I am in a 180 bed facility. 90 sub acute and 90 LTC. We have
1 LPN for the LTC and 3 RNs for the Sub Acute. I am the "coordinator"
for the whole MDS team (us plus 5 other departments). When we get in a
tight spot the risk manager does some assessments as does the Education
RN. We have on average 5 - 10 admissions to the sub acute side every
day. It's busy, but we all work together. We are now in the
process of training the CNAs to document the ADLs on all three shifts instead
of the nurses and we are finally going to start using the MPAF this
month. Hopefully both will be a timesaver. Now if we can just get
billing to understand the midnight rule....and that not everyone admitted in a
month must be completed and submitted by the 7th of the next month.
Suzanne
"Holly Sox, RN, RAC-C"
<[EMAIL PROTECTED]> wrote:
Hi Dawn,
And welcome to cmdg.
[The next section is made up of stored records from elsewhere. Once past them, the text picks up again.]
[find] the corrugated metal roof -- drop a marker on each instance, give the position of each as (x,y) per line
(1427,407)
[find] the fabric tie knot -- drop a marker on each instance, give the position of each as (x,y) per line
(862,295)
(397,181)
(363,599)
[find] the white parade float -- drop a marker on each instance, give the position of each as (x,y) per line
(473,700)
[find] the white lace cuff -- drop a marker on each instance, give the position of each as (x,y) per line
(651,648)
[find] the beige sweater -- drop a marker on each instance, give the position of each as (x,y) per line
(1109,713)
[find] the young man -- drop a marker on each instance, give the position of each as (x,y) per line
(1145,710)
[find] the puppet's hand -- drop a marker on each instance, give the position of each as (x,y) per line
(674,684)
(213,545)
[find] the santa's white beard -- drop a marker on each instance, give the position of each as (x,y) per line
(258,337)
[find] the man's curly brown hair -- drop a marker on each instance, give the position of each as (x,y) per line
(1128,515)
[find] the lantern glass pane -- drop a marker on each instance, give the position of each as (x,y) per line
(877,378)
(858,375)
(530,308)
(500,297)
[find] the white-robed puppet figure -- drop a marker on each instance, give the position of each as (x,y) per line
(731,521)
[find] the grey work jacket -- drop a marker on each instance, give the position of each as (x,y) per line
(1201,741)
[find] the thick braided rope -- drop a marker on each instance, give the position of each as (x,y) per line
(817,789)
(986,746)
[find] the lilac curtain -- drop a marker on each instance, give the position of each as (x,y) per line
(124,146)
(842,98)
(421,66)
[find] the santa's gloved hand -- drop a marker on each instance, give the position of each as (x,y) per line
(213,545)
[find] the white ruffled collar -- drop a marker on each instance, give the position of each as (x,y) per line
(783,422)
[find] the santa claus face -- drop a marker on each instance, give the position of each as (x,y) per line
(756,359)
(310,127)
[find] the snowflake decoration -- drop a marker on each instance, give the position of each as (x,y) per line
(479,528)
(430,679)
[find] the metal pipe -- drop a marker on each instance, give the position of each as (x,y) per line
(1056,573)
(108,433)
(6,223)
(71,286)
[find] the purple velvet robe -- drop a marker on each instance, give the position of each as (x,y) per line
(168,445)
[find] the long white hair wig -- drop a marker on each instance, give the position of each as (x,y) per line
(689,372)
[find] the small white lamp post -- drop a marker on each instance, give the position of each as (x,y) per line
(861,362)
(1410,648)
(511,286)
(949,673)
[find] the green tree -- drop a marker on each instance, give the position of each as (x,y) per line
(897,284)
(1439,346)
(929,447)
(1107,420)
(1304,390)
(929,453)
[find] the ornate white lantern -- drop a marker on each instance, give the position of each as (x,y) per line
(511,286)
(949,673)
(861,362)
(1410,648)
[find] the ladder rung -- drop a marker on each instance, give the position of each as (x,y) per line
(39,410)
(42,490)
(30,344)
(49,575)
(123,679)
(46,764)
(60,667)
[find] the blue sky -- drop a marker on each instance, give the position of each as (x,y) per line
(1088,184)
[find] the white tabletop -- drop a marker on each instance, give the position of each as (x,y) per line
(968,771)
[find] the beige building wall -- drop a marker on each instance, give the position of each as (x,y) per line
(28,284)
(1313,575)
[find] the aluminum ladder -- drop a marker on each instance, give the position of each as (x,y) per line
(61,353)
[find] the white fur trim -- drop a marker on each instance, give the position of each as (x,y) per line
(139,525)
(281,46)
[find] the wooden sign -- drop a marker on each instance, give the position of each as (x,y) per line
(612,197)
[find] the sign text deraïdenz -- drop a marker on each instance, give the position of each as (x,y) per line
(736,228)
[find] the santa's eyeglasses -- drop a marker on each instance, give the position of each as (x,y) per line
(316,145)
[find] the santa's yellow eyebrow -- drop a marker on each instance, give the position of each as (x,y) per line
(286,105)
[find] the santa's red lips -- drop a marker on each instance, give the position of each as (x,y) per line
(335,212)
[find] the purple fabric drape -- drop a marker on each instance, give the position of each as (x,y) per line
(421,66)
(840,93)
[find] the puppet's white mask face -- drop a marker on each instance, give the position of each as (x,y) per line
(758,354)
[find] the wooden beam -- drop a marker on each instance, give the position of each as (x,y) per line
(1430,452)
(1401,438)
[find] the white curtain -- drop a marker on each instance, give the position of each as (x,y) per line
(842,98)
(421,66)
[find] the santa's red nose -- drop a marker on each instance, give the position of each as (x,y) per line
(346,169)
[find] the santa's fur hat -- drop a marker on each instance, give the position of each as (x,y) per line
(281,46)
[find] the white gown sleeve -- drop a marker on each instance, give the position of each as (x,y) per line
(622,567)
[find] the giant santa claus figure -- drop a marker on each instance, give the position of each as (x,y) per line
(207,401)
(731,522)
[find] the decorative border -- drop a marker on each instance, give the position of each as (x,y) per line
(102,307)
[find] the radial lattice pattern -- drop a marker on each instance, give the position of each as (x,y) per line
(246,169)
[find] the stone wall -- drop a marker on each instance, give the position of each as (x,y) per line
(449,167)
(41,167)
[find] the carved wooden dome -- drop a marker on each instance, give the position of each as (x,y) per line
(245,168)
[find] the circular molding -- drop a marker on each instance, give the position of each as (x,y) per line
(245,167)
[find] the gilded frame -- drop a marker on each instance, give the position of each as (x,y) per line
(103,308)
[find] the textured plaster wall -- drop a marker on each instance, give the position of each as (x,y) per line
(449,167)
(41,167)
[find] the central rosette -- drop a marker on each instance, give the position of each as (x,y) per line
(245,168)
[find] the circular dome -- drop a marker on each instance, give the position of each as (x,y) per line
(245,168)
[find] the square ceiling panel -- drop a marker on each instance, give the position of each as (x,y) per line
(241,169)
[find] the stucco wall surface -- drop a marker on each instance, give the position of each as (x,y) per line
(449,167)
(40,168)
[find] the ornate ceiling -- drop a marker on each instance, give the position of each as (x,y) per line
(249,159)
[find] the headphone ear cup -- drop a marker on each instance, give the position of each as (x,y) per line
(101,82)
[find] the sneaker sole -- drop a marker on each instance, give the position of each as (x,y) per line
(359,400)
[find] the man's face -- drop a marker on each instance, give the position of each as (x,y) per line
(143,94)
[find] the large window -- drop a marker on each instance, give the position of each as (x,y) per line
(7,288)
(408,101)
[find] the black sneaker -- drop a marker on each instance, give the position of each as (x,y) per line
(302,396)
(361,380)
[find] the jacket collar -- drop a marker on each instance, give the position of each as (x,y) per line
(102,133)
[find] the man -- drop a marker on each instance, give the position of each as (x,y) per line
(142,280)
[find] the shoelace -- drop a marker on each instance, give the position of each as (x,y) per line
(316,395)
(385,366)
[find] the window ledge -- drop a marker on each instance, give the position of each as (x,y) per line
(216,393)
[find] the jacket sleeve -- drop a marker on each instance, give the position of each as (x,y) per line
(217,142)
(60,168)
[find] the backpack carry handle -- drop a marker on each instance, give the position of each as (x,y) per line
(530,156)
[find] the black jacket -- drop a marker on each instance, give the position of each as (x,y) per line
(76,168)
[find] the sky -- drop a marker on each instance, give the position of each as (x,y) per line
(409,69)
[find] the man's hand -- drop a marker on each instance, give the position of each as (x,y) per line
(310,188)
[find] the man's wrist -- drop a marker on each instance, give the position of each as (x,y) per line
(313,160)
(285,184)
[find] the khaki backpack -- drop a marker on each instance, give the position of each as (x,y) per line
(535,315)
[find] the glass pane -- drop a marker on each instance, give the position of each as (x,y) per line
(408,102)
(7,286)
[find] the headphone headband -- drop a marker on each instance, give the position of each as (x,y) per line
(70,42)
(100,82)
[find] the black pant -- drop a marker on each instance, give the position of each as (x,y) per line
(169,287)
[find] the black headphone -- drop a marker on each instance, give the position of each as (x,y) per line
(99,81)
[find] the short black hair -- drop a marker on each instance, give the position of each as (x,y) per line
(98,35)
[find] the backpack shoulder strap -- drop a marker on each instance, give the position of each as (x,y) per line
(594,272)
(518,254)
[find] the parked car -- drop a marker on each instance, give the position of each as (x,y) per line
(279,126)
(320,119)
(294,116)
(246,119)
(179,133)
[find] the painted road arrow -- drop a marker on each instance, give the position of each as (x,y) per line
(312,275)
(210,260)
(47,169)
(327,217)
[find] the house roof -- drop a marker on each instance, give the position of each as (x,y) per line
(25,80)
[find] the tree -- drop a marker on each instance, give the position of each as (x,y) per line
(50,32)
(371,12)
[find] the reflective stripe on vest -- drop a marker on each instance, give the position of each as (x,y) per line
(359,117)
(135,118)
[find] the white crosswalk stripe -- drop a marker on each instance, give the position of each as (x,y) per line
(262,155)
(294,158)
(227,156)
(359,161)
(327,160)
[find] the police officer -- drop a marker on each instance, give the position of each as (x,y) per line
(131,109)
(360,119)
Your email addy is new
to me.
This was discussed earlier this week, and I think
the answers ranged from about 1 RNAC/40 residents (Dreamland, in my
opinion. I wanna move there) to 1/100+. I have been the only
RNAC for 118 beds, dually certified with about 15-20 Medicare on
average. Also do all the preadmission screenings, coordinate admission
process. We have 2 separate buildings, so it is quite a
challenge.
I have an assistant who started Monday. She will be
handling the 21-bed satellite SNF unit in our CCRC down the
street.
Again, welcome to the group. It's a wonderful
source of info and support.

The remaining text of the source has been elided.